固有種(ユニーク)か……まるで物語に出てくる悪魔だぜ。まさかさっきの魔法はこいつが?」


「ばっ、化け物!」


 兵士と冒険者達が恐怖に染まった目で私を見ながら話す。


 化け物……私が?


 ズキン、と胸の奥に抉られたような痛みが走った。


「異形の者よ。世界は破壊させぬ!」


 エルガンは私に向かって剣を構えると、鋭い眼光に殺気を込めた。


 異形の者……そうかもしれない。


 私はもう人でも天使でもない。魔族だ。


「ふふふ……」


 血と闘争を好み、殺戮に歓喜する魔族になってしまったんだ。


「あっはははははははは!」


 乾いた笑いが湧いてきて止まらない。


 不思議なくらい、弁明をする気が沸いてこなかった。


 どうせいくら言葉を重ねたところで、人族も天族も自分達の都合しか見ない。


 いくら言葉で訴えようとも、私の声に耳を貸しはしない。


 もうそういうのは疲れた。


 費やすに値しない、無駄な時間だ。


 世界の破壊?


 ふふふ。そうだね。魔界を滅ぼせばどうせ人界も自滅する。


 そして神様はまた世界を修理して同じ事を繰り返す。


 セオス・ジラディーノ、神の箱庭――こんな悲しみしか生み出さない神様の遊技場なんて、壊してしまった方がいいのかもしれない。

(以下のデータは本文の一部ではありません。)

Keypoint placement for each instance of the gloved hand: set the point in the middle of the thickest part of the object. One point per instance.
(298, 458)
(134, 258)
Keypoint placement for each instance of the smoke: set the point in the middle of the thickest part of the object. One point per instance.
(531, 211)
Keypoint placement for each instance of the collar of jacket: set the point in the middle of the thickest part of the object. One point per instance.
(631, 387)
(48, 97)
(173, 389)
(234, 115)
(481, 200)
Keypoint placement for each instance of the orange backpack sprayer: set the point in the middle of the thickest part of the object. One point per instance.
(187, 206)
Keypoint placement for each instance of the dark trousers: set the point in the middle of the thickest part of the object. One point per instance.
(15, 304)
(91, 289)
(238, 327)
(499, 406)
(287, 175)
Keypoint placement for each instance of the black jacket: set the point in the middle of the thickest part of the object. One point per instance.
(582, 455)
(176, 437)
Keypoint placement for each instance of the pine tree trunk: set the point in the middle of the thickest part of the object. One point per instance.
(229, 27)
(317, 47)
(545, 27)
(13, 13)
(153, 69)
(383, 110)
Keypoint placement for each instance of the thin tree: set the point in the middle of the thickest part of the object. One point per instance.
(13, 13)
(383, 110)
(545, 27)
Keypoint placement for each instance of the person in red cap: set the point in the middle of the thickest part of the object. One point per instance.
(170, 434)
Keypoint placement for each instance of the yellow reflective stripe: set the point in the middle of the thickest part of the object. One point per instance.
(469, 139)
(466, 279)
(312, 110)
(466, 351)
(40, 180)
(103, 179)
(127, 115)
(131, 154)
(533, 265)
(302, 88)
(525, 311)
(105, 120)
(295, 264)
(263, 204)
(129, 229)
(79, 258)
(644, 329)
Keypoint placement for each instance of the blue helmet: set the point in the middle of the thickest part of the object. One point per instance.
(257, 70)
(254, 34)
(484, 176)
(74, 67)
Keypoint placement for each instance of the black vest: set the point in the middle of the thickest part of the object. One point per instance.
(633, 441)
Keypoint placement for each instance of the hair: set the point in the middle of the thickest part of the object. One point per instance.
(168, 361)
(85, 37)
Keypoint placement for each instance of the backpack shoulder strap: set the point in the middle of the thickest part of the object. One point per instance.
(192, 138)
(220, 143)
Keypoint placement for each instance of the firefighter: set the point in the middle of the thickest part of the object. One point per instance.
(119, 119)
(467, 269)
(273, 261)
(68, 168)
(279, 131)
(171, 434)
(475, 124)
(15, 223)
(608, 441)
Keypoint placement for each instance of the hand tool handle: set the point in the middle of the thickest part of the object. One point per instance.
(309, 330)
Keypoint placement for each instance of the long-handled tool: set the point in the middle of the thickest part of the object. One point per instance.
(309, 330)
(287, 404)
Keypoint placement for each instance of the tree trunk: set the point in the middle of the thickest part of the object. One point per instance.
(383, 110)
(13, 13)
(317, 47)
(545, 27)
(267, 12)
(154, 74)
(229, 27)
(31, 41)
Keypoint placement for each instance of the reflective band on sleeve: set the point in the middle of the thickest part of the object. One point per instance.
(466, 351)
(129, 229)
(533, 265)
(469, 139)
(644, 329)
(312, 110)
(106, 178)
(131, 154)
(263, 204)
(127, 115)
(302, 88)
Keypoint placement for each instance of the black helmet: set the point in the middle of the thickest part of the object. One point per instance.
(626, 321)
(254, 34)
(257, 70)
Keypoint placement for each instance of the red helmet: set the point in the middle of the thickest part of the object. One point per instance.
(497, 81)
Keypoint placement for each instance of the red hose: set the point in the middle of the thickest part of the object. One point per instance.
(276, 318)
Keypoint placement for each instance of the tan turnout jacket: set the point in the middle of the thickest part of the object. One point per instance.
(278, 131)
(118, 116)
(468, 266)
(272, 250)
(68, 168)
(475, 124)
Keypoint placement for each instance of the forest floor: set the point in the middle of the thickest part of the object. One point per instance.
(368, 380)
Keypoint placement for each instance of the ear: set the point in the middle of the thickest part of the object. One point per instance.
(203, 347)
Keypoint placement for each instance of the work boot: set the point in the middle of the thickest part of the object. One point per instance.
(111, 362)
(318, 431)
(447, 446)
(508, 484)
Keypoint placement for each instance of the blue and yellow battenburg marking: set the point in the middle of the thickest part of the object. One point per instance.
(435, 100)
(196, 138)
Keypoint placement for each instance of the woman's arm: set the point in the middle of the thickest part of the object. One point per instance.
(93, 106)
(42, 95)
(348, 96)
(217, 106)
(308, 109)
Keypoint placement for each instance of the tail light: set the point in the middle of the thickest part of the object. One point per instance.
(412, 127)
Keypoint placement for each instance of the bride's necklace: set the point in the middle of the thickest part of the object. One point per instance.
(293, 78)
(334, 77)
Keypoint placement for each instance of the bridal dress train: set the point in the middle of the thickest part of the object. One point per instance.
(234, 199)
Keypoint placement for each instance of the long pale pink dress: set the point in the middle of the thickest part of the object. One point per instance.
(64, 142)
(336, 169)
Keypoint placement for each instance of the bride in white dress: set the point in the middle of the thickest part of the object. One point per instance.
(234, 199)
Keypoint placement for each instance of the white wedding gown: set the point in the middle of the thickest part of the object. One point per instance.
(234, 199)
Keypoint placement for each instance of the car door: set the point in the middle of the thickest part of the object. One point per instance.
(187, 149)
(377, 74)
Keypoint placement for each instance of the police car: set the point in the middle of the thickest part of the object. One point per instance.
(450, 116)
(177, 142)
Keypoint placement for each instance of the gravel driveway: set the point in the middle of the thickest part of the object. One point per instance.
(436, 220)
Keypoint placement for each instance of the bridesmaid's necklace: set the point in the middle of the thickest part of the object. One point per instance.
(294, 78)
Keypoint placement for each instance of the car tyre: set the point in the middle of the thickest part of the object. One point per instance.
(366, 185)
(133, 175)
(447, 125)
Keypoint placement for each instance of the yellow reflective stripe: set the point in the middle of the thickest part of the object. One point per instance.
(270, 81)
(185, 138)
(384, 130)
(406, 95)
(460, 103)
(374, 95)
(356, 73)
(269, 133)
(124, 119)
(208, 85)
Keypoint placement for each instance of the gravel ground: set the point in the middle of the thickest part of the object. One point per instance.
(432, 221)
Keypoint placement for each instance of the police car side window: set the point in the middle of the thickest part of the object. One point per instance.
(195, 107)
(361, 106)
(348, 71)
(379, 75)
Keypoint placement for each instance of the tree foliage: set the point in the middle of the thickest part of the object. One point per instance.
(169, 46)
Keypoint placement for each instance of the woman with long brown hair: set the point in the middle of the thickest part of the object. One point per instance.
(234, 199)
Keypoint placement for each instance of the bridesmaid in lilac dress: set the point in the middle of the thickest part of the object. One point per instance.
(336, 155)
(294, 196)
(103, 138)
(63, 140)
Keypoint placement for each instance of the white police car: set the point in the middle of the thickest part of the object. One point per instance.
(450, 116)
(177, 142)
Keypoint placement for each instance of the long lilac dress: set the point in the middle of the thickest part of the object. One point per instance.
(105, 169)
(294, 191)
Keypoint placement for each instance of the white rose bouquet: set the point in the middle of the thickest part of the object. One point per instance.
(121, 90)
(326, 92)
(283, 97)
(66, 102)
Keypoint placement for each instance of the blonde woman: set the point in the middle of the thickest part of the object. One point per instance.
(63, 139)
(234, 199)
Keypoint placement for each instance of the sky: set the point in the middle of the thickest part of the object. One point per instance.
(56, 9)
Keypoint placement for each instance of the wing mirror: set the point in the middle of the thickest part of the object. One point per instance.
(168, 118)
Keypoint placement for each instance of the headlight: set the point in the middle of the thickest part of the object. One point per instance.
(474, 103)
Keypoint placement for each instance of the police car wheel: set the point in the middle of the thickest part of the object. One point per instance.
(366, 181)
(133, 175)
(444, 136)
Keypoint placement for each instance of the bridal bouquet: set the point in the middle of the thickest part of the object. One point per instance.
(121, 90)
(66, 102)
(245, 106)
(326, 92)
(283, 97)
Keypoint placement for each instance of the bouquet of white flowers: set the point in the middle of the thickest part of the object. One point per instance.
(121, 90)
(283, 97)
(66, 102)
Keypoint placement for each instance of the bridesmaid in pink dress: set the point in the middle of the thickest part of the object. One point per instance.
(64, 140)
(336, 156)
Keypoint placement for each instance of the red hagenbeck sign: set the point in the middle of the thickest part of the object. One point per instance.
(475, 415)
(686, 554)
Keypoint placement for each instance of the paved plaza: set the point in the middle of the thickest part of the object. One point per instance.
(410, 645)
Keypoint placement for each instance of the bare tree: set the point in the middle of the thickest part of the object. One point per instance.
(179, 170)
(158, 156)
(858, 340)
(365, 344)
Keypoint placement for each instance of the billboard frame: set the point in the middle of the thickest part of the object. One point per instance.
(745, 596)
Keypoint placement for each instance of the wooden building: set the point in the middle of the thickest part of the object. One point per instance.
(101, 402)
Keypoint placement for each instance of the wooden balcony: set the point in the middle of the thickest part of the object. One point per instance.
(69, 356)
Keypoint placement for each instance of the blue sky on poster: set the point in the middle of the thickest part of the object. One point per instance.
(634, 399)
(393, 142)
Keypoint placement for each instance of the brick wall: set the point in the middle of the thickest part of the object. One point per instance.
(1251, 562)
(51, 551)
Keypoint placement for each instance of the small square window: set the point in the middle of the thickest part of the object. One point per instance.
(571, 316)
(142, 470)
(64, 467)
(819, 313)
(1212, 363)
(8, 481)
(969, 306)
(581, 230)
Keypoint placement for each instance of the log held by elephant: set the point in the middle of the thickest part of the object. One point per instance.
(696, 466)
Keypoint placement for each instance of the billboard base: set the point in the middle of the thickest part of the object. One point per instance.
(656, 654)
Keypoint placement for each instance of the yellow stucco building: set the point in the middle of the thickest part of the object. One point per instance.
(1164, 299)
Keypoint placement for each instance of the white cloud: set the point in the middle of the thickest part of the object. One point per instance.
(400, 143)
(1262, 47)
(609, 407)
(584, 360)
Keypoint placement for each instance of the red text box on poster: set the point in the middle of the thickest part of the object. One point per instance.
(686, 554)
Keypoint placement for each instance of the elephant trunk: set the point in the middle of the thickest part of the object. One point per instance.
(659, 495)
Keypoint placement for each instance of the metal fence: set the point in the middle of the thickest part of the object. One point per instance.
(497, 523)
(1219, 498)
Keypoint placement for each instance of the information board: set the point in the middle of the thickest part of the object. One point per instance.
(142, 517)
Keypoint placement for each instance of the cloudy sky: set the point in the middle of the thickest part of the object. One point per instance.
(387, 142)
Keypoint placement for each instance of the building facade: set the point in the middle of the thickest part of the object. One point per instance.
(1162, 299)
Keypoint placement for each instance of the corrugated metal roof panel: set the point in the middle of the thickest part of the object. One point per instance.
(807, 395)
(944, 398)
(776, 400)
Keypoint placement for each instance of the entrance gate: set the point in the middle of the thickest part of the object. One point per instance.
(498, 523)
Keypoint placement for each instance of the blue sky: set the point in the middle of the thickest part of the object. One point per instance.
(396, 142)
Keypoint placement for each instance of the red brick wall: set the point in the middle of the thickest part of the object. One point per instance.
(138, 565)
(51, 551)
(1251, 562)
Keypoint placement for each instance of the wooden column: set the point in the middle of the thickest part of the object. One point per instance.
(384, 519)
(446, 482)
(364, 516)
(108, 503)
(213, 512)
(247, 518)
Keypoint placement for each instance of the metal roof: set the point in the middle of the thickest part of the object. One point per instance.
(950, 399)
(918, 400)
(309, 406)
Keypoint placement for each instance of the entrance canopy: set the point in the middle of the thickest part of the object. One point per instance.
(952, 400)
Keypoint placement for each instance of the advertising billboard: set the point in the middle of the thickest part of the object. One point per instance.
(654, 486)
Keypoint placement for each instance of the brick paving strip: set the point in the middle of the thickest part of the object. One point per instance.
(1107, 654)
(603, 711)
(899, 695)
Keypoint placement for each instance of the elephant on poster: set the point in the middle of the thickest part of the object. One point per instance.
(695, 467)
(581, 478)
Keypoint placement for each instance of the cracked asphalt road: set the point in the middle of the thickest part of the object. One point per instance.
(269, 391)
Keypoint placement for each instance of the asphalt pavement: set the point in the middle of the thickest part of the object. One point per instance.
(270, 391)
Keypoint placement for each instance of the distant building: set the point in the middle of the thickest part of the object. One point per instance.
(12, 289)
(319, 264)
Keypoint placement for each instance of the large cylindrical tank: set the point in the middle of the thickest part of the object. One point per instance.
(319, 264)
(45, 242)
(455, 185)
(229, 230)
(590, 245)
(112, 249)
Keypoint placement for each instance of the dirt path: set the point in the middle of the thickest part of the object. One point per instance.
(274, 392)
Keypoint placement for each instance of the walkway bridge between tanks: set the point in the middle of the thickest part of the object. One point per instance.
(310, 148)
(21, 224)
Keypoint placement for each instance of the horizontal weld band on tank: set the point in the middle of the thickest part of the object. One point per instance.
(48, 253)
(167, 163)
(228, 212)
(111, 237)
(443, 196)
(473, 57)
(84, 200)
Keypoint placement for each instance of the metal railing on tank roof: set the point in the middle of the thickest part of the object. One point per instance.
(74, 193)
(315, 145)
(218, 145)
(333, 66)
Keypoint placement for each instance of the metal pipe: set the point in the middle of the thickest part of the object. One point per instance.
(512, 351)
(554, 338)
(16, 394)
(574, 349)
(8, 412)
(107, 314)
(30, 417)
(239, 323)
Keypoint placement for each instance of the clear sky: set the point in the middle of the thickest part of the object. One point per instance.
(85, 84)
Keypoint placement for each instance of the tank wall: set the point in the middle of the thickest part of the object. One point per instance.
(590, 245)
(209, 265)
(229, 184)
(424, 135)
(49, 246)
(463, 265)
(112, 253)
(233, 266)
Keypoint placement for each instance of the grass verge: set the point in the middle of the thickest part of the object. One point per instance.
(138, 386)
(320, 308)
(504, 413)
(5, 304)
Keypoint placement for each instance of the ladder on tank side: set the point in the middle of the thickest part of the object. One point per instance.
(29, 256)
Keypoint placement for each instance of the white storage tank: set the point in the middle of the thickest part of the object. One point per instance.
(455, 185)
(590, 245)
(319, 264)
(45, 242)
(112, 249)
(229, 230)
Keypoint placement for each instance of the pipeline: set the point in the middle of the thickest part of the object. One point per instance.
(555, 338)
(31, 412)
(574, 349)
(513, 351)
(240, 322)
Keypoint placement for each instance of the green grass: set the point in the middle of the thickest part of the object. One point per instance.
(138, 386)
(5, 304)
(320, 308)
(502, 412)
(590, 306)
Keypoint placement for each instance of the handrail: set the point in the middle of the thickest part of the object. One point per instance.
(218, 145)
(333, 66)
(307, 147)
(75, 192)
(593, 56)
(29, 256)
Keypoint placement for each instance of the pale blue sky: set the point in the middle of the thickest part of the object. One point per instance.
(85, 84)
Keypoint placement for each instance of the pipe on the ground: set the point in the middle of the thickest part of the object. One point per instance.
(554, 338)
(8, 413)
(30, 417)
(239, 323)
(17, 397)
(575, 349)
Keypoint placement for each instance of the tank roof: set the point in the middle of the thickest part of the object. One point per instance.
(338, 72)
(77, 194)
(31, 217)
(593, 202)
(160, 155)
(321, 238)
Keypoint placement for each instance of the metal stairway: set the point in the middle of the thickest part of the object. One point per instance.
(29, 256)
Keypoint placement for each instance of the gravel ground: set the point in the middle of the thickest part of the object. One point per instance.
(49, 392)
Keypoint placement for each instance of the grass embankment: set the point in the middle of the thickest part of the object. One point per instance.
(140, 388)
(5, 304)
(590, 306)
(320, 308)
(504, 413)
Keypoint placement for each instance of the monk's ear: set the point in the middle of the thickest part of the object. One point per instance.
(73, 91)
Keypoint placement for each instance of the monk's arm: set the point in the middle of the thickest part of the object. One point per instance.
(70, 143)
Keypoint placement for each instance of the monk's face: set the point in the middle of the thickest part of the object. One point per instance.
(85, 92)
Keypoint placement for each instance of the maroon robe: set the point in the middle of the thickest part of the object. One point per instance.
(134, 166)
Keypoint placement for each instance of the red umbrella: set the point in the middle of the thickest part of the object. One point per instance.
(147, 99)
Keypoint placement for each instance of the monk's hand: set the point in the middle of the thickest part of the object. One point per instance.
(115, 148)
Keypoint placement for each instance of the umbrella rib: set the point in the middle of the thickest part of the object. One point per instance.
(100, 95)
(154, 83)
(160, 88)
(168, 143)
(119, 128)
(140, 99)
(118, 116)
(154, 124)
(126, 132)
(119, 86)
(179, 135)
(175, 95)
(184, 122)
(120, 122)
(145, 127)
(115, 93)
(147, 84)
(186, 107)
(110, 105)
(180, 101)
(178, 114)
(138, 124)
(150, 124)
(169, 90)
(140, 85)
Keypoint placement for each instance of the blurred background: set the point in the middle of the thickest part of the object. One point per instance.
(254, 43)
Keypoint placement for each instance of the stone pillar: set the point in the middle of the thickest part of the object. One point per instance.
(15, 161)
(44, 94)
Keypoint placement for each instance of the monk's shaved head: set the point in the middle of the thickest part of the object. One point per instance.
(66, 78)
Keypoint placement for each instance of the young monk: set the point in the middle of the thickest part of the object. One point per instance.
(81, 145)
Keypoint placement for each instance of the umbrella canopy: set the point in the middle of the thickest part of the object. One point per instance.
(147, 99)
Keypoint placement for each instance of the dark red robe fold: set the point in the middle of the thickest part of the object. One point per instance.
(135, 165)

 どの道エンリのいないこの世界に、価値なんて無いのだから……。


「正念場だ。全員、心してかかれ。いくぞ!」


「「おおっ!」」


 エルガンを筆頭に、兵士と冒険者達が武器を構えて襲い掛かってくる。


「ふふふ」


 自然と笑みが零れた。


 世界を滅ぼす前にエルガンと剣を交えるのも悪くない。


 私は最後に昇級試験の時のようなわくわくが味わえるかと思うと、こんな状況だというのにほんの少し心が躍った。


 もしエルガンが私を殺す事が出来たなら、世界の破壊はやめてあげよう。


 だから全身全霊で掛かっておいで、エルガン。


 久しぶりのエルガンの剣撃を魔力を込めた長い爪で受ける。


 私は眉をひそめた。


 どうしたんだろう? あの鋭かったエルガンの剣撃が随分遅い。そして軽い。


 エルガンは本気を出していないの?


 最後なのに、そんなのつまらない。


 私はエルガンに続いて斬りかかってきた兵士の剣を半身で避けると、すれ違い様に胴体を爪で撫でた。


 鋼鉄の鎧に守られた兵士の上半身だけが地面に落ちる。


 下半身は数歩走り抜けた後、バタリと倒れた。


 あれ? ちょっと撫でただけなのに真っ二つになっちゃった。


 私は血で染まった手の爪を見る。


 タイガったら私が思っていた以上に手加減が上手だったんだなぁ。


 それに……。


「うおおお!!」


 別の兵士が魔導兵器の銃口を私に向けてトリガーを引いた。


 私は射出された光弾を爪で弾いた。


 弾かれた光弾が別の冒険者の一人の頭を吹き飛ばす。


「なっ!?」


 私は手の平を水平に構えると、剥ぎ払う様に真横に振り抜いた。


 爪先から放出された濃密な魔力の刃が、兵士と隣にいた冒険者の首を斬り落とす。


「ふぅ」


 ため息が漏れる。


 それに……もう4人も殺しているのに何も感じない。


 人を殺すのって、この程度のことだったのか。


「弱い」


 ぼそりと私は呟いた。


 タイガが相手と違って、魔法を使う必要すらない。


 ただ撫でるだけで勝手に死んでいく。


「おああああああぁぁぁぁ……はああぁぁッ!!」


 エルガンが咆哮をあげた。


 ズン! と大地と空気が揺れた。


 エルガンの全身から熱気のような赤いオーラが立ち上る。


 それだ。それを待ってた。


 微笑む私にエルガンは決死の表情で大地を蹴った。


 Sランク冒険者、エルガン・エスカフォードの全力の一撃!


 私はその切っ先を指先で摘まんで止めると、驚愕の表情を浮かべるエルガンに対して深い落胆のため息をついた。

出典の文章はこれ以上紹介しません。